Richtig spannend wirds immer dann, wenn die bösen Buben das jeweilige Versteck unserer Protagonisten ausfindig gemacht haben und denen anschließen saures gibt. Sobald sich die Guten in momentaner Sicherheit befinden, gibts leider nur pseudomelodramatischer und -religiöses Geschwätz nahe der Schmerzgrenze. Der Härtgrad ist dabei reichlich moderat, es wird zwar fleißig gestorben, aber viel mehr wie gelegentlich Einschüsse sind nicht zu verzeichnen.
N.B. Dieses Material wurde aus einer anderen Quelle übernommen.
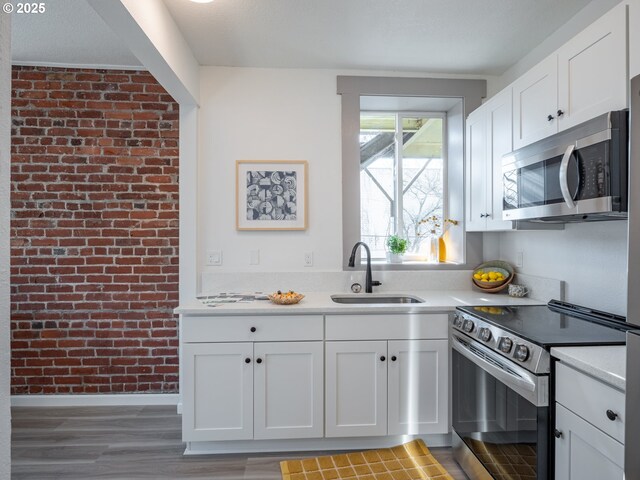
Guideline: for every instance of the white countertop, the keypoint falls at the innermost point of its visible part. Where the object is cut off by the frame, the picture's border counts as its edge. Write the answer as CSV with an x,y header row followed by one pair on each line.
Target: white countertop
x,y
321,303
607,363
Aus der "eher peinlich Abteilung" kommen die Wolfsmasken, zudem verzichtet man auf eigentliche Verwandlungssequenzen komplett, nicht gerade der Joe Dante Standard.
Der Film ist ein ziemlich seichter Verteter der Lycanthropen Reihe, es gibt mittlerweile dutzende von besseren Werken zu dieser Tierhorrorthematik, wers etwas dramatisch im Sinne von Tragik, Familie, Ethik und Werte mag, kann mal reinschauen, mir wars zuviel davon.
Ist man eigentlich ein schlechter Mensch, wenn man bei Filmen die Bösewichter anfeuert?